Multiple Identical Switches
If you absolutely must allow for multiple, identical switches, then
don't use a SwitchArg, instead use a MultiArg of type
bool. This means you'll need to specify a 1 or 0 on the
command line with the switch (as values are required), but this
should allow you to turn your favorite switch on and off to your
heart's content.
Type Descriptions
Ideally this library would use RTTI to return a human readable name
of the type declared for a particular argument. Unfortunately, at
least for g++, the names returned aren't particularly useful.
Visitors
Disclaimer: Almost no one will have any use for Visitors, they were
added to provide special handling for default arguments. Nothing
that Visitors do couldn't be accomplished by the user after the
command line has been parsed. If you're still interested, keep
reading...
Some of you may be wondering how we get the --help,
--version and -- arguments to do their thing without
mucking up the CmdLine code with lots of if
statements and type checking. This is accomplished by using a
variation on the Visitor Pattern. Actually, it may not be a Visitor
Pattern at all, but that's what inspired me.

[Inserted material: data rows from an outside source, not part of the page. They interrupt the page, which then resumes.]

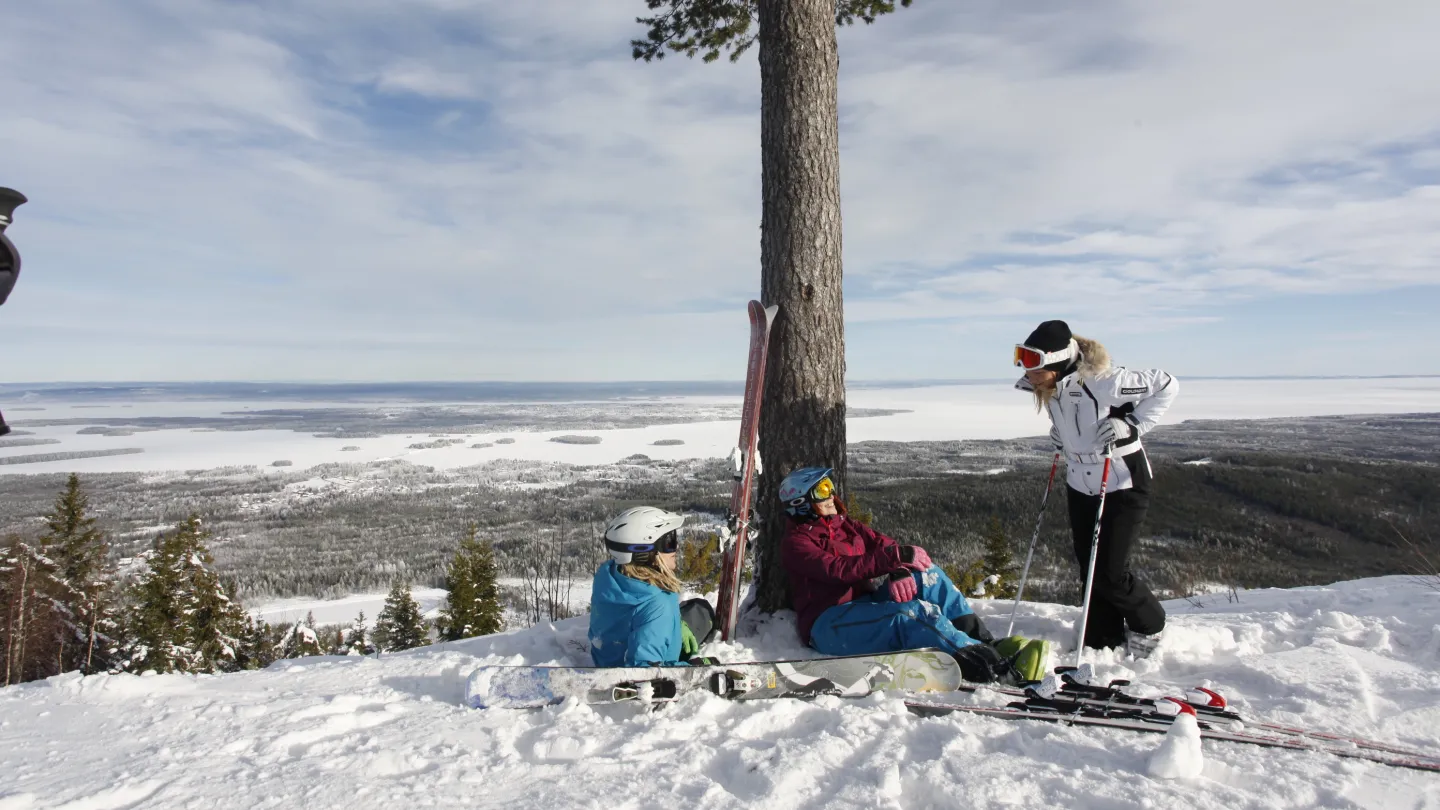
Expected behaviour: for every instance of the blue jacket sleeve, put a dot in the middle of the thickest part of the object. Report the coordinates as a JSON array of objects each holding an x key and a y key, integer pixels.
[{"x": 654, "y": 639}]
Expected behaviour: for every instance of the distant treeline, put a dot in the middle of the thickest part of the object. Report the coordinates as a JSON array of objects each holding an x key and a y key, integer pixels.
[{"x": 1254, "y": 513}]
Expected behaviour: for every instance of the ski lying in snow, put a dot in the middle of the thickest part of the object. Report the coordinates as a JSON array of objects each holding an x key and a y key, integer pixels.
[
  {"x": 746, "y": 469},
  {"x": 1210, "y": 706},
  {"x": 850, "y": 676},
  {"x": 1082, "y": 711}
]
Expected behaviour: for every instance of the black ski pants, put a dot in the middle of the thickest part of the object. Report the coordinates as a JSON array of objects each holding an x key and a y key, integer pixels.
[{"x": 1118, "y": 598}]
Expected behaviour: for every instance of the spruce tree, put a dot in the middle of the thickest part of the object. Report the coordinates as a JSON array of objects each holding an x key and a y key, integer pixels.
[
  {"x": 301, "y": 640},
  {"x": 257, "y": 644},
  {"x": 700, "y": 562},
  {"x": 182, "y": 616},
  {"x": 85, "y": 613},
  {"x": 802, "y": 421},
  {"x": 357, "y": 639},
  {"x": 33, "y": 595},
  {"x": 473, "y": 601},
  {"x": 1000, "y": 562},
  {"x": 401, "y": 624}
]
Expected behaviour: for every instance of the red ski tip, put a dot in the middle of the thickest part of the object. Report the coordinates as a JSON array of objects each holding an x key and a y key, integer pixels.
[
  {"x": 1181, "y": 706},
  {"x": 1208, "y": 698}
]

If we want some argument to do some sort of special handling,
besides simply parsing a value, then we add a Visitor
pointer to the Arg. More specifically, we add a
subclass of the Visitor class. Once the argument has
been successfully parsed, the Visitor for that argument is
called. Any data that needs to be operated on is declared in the
Visitor constructor and then operated on in the
visit() method. A Visitor is added to an Arg
as the last argument in its declaration. This may sound
complicated, but it is pretty straightforward. Let's see an
example.
Say you want to add an --authors flag to a program that
prints the names of the authors when present. First subclass
Visitor:
#include "Visitor.h"
#include < string >
#include < iostream >
class AuthorVisitor : public Visitor
{
protected:
string _author;
public:
AuthorVisitor(const string& name ) : Visitor(), _author(name) {} ;
void visit() { cout << "AUTHOR: " << _author << endl; exit(0); };
};
Now include this class definition somewhere and go about creating
your command line. When you create the author switch, add the
AuthorVisitor pointer as follows:
SwitchArg author("a","author","Prints author name", false,
new AuthorVisitor("Homer J. Simpson") );
cmd.add( author );
Now, any time the -a or --author flag is specified,
the program will print the author name, Homer J. Simpson and exit
without processing any further (as specified in the visit()
method).
More Information
For more information, look at the API
Documentation and the examples included with the
distribution.
Happy coding!
** In theory, any type that supports operator>> and
operator<< should work, although I've really only tried
things with basic types like int, float, string, etc.